Pior: a cláusula de participação sobre receita futura, se associada a um título pro soluto já emitido e aceito como pagamento, pode ser desconsiderada como condição suspensiva, pois a Receita a trata como elemento acessório, e não impeditivo do fato gerador.
O caso analisado pela COSIT demonstra, mais uma vez, que o resultado fiscal de uma operação decorre não apenas da intenção das partes, mas da forma jurídica escolhida para documentá-la. Ao aceitar nota promissória pro soluto, o contribuinte antecipa a ocorrência do fato gerador, ainda que deseje, contratualmente, vincular o pagamento à performance futura do adquirente.
Isso exige um olhar mais sofisticado sobre a modelagem contratual: cláusulas de condição suspensiva, dação em pagamento, pagamentos com base em receita futura e pactos de valor mínimo precisam estar cuidadosamente alinhados com os efeitos fiscais pretendidos — e com a jurisprudência administrativa e judicial vigente.
A Solução de Consulta COSIT nº 130/2025 não inova, mas explicita uma fronteira fundamental do direito tributário contemporâneo: o formalismo negocial não é irrelevante.
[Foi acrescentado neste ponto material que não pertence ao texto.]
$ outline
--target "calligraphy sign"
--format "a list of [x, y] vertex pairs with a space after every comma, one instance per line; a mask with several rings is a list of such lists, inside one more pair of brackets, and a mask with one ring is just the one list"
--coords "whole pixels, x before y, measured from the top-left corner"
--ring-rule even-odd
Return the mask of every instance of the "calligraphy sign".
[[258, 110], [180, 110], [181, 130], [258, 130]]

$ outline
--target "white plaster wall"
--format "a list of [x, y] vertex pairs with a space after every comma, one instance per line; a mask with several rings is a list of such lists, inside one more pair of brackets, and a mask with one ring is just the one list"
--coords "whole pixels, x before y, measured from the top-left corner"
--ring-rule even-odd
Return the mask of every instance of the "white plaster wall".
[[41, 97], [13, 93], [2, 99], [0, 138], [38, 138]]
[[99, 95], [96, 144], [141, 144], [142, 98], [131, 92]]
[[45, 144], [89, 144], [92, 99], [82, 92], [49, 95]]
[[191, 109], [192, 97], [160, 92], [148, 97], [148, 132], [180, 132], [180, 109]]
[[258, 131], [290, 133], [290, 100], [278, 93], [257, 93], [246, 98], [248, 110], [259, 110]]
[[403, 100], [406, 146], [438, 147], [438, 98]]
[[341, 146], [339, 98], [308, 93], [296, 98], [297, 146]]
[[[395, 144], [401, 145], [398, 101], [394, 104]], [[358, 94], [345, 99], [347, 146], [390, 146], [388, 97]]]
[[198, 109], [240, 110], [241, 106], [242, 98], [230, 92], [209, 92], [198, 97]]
Ao contrário, ele define, muitas vezes, o momento e o montante do tributo devido.
Para operações complexas de alienação de bens, especialmente quando o pagamento envolve fórmulas híbridas e mecanismos contratuais sofisticados, a articulação entre forma jurídica e substância econômica deve ser meticulosamente planejada. Não se trata apenas de otimizar carga tributária — mas de evitar o risco de descompasso entre a realidade negocial e o enquadramento fiscal aplicado.
Como regra: se a nota for pro soluto, o imposto será pro imediato.